Ok but wht kind of treat?


Sent from my iPhone using Goat Forum


----------



## MsScamp (Feb 1, 2010)

Raisins, animal crackers, piece of banana, horse treats, slice of apple, the list goes on and on but I can't remember everything on it. :laugh: You might also want to pm Axykat. She has a pygmy house goat named Peggy Sue.


----------



## hallsthirdacrefarm (Mar 30, 2011)

mine come in the house for "visits". We notice they have become potty trained on their own overtime and here's how/why. As soon as they drop berries (or pee, which RARELY happens in adults...only had one pee in the house once), we would put them outside. This meant, as soon as they pooped, out they go...no more exploring, no more pettings, until we came out to check on them. Folks will say they can't control their poo, but I'll tell you, I have one who likes to come in. She learned that poop as well as getting into things meant going back outside...now she will lie down and sleep on the stanchion and not poop for a couple hours...when it's time to poop...she goes to the door and bahs....

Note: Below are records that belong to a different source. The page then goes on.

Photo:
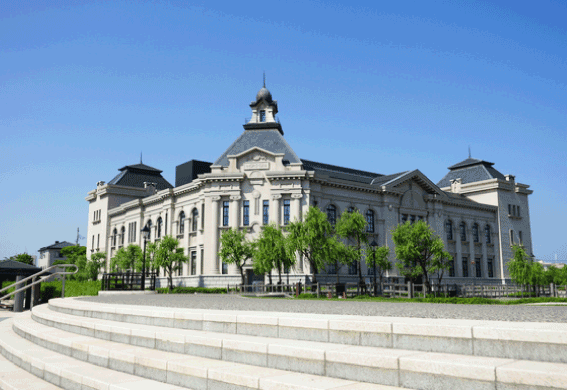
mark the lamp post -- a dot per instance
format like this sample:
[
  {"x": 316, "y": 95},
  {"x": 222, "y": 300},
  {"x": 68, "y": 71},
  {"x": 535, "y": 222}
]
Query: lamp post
[
  {"x": 146, "y": 235},
  {"x": 373, "y": 245}
]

So it was different than dogs...but they are getting trained. Now only the juveniles ever poop in the house.


----------



## TheClamkinator (Sep 5, 2016)

*Treat suggections*

I use hay-extender pellets...

(I do clicker training, and yes, they can learn *anything!* and it's fun and challenging for them and me. Nubians, Pets.)

I thought the hay pellets wouldn't be attractive but they love them. I don't even reduce their hay; fairly lo-cal, I guess.

For special extra good treat rewards I bought a bag of apple pellets--slightly larger--at Hoeggers or Jeffers. A bag last many months--only for jackpot rewards (a clicker term(.

Try it--so fun! And teach them to come, go, up, down, spin, jump, shake, nod, whatever! Google Karen Pryor or clicker training.


----------